In all the surviving patients, hepatitis C virus had recurred within eleven weeks of transplant. Anti-hepatitis C therapy consisting of pegylated-interferon and ribavirin was initiated in all patients within two weeks of the recurrence being detected. Only one patient experienced a sustained virological response to this therapy. In the other patients, the median fall in hepatitis C RNA was 0.87 log10 at week twelve and 1.04 log10 at week 24.

Despite this poor rate of virological response, the investigators noted that all five patients were alive and had resumed their “normal active lives” two years after transplant. The patient who had achieved a sustained virological response still had an undetectable hepatitis C viral load at month 26. Of the other patients, two developed cirrhosis and two moderate chronic hepatitis.

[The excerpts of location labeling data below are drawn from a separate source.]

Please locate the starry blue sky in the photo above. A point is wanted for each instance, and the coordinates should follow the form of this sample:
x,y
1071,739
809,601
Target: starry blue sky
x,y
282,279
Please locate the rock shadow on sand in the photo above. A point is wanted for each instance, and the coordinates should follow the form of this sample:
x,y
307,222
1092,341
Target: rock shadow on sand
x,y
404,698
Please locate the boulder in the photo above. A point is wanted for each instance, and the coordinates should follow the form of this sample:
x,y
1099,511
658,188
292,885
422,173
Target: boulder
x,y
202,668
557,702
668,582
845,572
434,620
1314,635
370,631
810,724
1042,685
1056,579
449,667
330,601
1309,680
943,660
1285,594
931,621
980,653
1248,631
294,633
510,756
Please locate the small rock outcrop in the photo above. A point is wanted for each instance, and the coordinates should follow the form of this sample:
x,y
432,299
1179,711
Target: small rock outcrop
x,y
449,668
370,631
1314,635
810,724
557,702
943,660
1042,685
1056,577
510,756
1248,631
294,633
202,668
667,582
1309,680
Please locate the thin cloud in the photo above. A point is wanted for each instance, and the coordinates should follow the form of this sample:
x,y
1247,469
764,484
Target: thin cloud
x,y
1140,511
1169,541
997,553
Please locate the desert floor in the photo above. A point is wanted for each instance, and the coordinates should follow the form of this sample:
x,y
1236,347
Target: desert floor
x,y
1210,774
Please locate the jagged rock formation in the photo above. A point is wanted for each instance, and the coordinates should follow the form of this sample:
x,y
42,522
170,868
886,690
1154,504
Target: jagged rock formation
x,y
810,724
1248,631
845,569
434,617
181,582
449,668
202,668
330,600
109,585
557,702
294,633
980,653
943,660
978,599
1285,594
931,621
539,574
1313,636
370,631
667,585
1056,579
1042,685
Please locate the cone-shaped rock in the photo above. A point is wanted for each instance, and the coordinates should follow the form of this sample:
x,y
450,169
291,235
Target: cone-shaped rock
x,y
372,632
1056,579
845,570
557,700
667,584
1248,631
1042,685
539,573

In the light of these cases, the investigators make some recommendations for the management of HIV/hepatitis C-coinfected patients undergoing liver transplantation. First, they suggest that efforts should be made to diagnose a recurrence of hepatitis C as soon as possible. They believe that regular biopsies may be a useful tool. Second, the use of steroids and immunosuppressive therapy to prevent organ rejection should be tapered off slowly (over six months) and should not be stopped suddenly in the event of hepatitis C recurrence. Third, ribavirin should be used at the maximum possible dose. And, finally, longer-term anti-hepatitis C therapy, perhaps of indefinite duration, should be considered.

The investigators conclude, “newer strategies to prevent recurrence and increase response rates…are urgently needed.”

Reference
Castells L et al. Early antiviral treatment of hepatitis C virus recurrence after liver transplantation in HIV-infected patients. Antiviral Therapy 11: 1061 – 1070, 2006.